Sul palco poco appariscenti e molto rilassati, Dunia che canta e suona la chitarra, il sorriso stampato in faccia e una noncuranza disarmante nel cantare testi che, al di là del linguaggio crudo e dell’ironia cinica, esplorano tematiche importanti e non banali dal punto di vista socioculturale. Elia suona il basso e canta le seconde voci, tutto il resto lo hanno fatto a casa loro e lo mandano in base, purtroppo questa sera con qualche problemino tecnico, visto che l’impianto trasmette i suoni registrati a mezza potenza ma i due se ne rendono conto solo alla fine.
Catalogarli non è facile: Post Punk e New Wave sono sicuramente i linguaggi a loro più congeniali ma la voluta trasandatezza del vestito sonoro e lo sfondo a metà tra il demenziale e il nonsense di alcune situazioni narrate rendono complicato e forse inutile ogni tentativo di incasellamento.
Anche il loro è un set diretto e senza troppi abbellimenti, le canzoni sono ottime, si prestano al singalong e la cassa dritta in molti punti favorisce il movimento del pubblico.

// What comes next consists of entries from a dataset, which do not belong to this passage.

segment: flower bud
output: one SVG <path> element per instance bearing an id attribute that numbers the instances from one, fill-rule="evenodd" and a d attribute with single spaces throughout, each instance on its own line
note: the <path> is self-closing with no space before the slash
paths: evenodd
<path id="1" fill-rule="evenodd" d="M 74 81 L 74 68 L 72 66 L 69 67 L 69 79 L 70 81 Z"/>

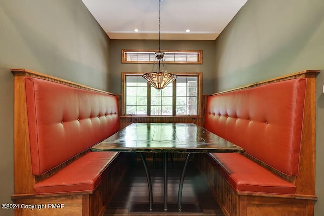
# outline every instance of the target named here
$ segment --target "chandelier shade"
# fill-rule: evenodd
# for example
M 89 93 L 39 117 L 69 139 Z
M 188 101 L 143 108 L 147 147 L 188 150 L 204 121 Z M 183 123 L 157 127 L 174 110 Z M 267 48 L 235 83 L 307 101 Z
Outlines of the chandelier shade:
M 177 78 L 177 75 L 173 73 L 168 73 L 164 61 L 165 53 L 161 51 L 161 0 L 159 0 L 159 31 L 158 39 L 158 52 L 154 53 L 155 58 L 152 71 L 146 73 L 142 76 L 151 85 L 159 91 Z M 156 60 L 158 61 L 155 64 Z
M 177 78 L 175 74 L 163 72 L 146 73 L 143 77 L 151 85 L 158 90 L 163 89 Z

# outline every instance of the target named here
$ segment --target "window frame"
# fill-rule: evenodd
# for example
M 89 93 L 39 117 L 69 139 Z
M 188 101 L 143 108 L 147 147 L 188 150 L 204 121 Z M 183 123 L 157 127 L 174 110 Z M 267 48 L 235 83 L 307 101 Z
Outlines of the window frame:
M 158 51 L 155 50 L 122 50 L 122 63 L 133 63 L 133 64 L 153 64 L 154 61 L 127 61 L 127 53 L 130 52 L 147 52 L 152 53 L 154 54 L 155 52 Z M 190 61 L 165 61 L 166 64 L 202 64 L 202 50 L 163 50 L 161 51 L 166 53 L 166 55 L 168 53 L 197 53 L 197 61 L 195 62 Z
M 150 85 L 147 83 L 148 91 L 147 91 L 147 112 L 146 115 L 132 115 L 126 114 L 126 77 L 127 76 L 140 76 L 143 75 L 145 72 L 122 72 L 122 113 L 123 116 L 138 116 L 138 117 L 186 117 L 186 116 L 195 116 L 195 117 L 201 117 L 201 95 L 202 95 L 202 73 L 173 73 L 177 75 L 177 76 L 185 76 L 185 77 L 197 77 L 198 79 L 197 90 L 198 91 L 197 95 L 197 99 L 198 100 L 197 102 L 197 115 L 177 115 L 176 114 L 176 95 L 175 89 L 176 88 L 176 79 L 173 81 L 173 95 L 174 96 L 173 99 L 173 114 L 172 115 L 151 115 L 151 88 L 148 88 Z

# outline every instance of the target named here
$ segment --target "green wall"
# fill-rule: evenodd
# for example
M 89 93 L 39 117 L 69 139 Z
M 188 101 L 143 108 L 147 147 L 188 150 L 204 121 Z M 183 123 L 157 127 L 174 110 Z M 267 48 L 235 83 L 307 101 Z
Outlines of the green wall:
M 151 72 L 152 64 L 122 63 L 122 49 L 158 50 L 158 40 L 111 40 L 110 44 L 111 88 L 114 93 L 122 93 L 122 72 Z M 201 72 L 202 94 L 214 92 L 214 41 L 162 40 L 161 50 L 202 50 L 202 64 L 167 64 L 168 72 Z
M 0 0 L 0 203 L 13 194 L 13 76 L 27 68 L 104 90 L 110 39 L 79 0 Z M 0 215 L 13 215 L 0 209 Z
M 215 92 L 301 70 L 317 79 L 315 215 L 324 212 L 324 1 L 248 0 L 215 41 Z

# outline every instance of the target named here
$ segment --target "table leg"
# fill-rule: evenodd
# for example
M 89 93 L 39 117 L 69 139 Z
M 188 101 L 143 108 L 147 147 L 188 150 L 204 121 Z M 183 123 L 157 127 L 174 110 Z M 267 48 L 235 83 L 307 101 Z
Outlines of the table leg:
M 139 153 L 144 164 L 144 168 L 145 169 L 145 172 L 146 173 L 146 179 L 147 180 L 147 184 L 148 185 L 148 193 L 149 196 L 149 202 L 150 202 L 150 210 L 153 210 L 153 192 L 152 190 L 152 182 L 151 181 L 151 175 L 150 175 L 150 171 L 148 169 L 148 166 L 147 166 L 147 163 L 144 154 L 142 152 Z
M 182 188 L 183 188 L 183 182 L 184 181 L 184 176 L 186 173 L 186 169 L 187 168 L 187 165 L 189 162 L 189 159 L 190 157 L 190 153 L 188 154 L 187 159 L 186 159 L 186 162 L 184 163 L 184 166 L 182 170 L 182 174 L 181 175 L 181 178 L 180 179 L 180 182 L 179 184 L 179 191 L 178 191 L 178 209 L 179 211 L 181 210 L 181 198 L 182 196 Z
M 163 179 L 163 205 L 164 210 L 168 209 L 168 155 L 167 153 L 163 153 L 163 162 L 164 164 L 164 178 Z

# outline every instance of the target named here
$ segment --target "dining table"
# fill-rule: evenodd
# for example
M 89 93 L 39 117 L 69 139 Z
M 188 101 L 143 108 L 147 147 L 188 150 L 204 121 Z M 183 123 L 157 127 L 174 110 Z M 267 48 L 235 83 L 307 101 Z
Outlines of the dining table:
M 161 153 L 163 161 L 163 211 L 168 210 L 168 153 L 187 153 L 179 182 L 178 211 L 181 212 L 183 183 L 192 153 L 244 152 L 241 147 L 193 123 L 135 123 L 126 126 L 91 148 L 92 151 L 134 152 L 139 154 L 148 187 L 148 209 L 153 210 L 153 192 L 149 169 L 144 153 Z M 154 212 L 156 212 L 154 211 Z

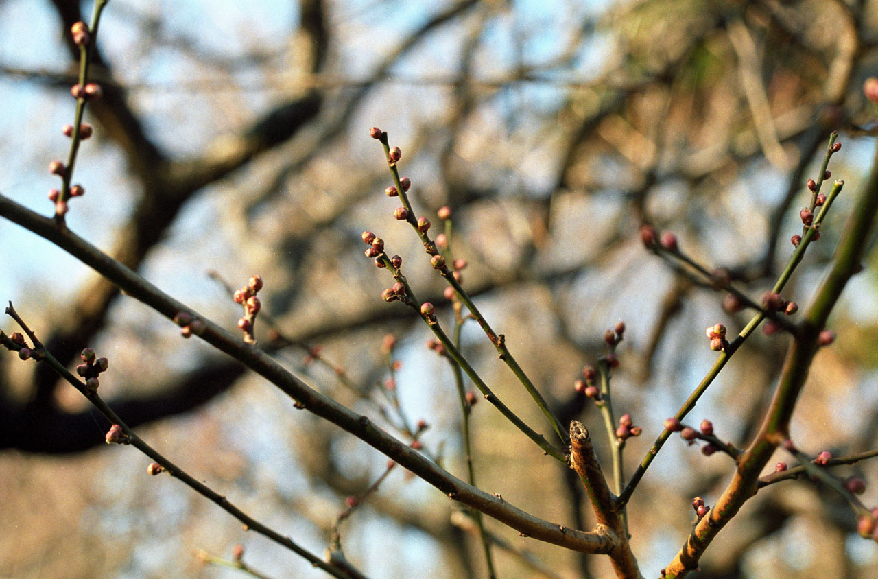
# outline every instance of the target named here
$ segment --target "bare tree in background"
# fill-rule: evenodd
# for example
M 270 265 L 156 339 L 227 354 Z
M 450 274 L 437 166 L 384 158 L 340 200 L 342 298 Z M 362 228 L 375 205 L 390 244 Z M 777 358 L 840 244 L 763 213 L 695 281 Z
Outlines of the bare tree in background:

Non hanno un repertorio molto vasto, per cui nella mezz’ora abbondante a loro disposizione esauriscono tutte le tracce dei due Ep “Discocesso” e “Nord Sud Ovest Sert” (dai titoli già si capisce molto), con i presenti che conoscono e cantano la maggior parte dei brani. Difficile citare qualche titolo anche se indubbiamente “Latta”, “Radicale”, “Schiaffi” e “Saluti e sputi” sono quelli che permettono di inquadrare meglio la proposta del duo. Ovviamente non manca “Joan Mirò”, vero e proprio manifesto sonoro nonché brano più amato dai fan; viene risuonato alla fine e per la prima volta dopo un anno e mezzo vedo qualcuno pogare ad un concerto. Sono ormai troppo vecchio per partecipare ma direi che è stato lo stesso impagabile.
Difficile prevedere come andrà a finire (anche perché siamo in un periodo in cui gli artisti stranieri continuano a spostare i tour o comunque a non passare dall’Italia) ma è indubbio che serate come queste servano più che mai, anche solo ad infondere coraggio negli addetti ai lavori, nella convinzione che davvero questo ostacolo verrà superato.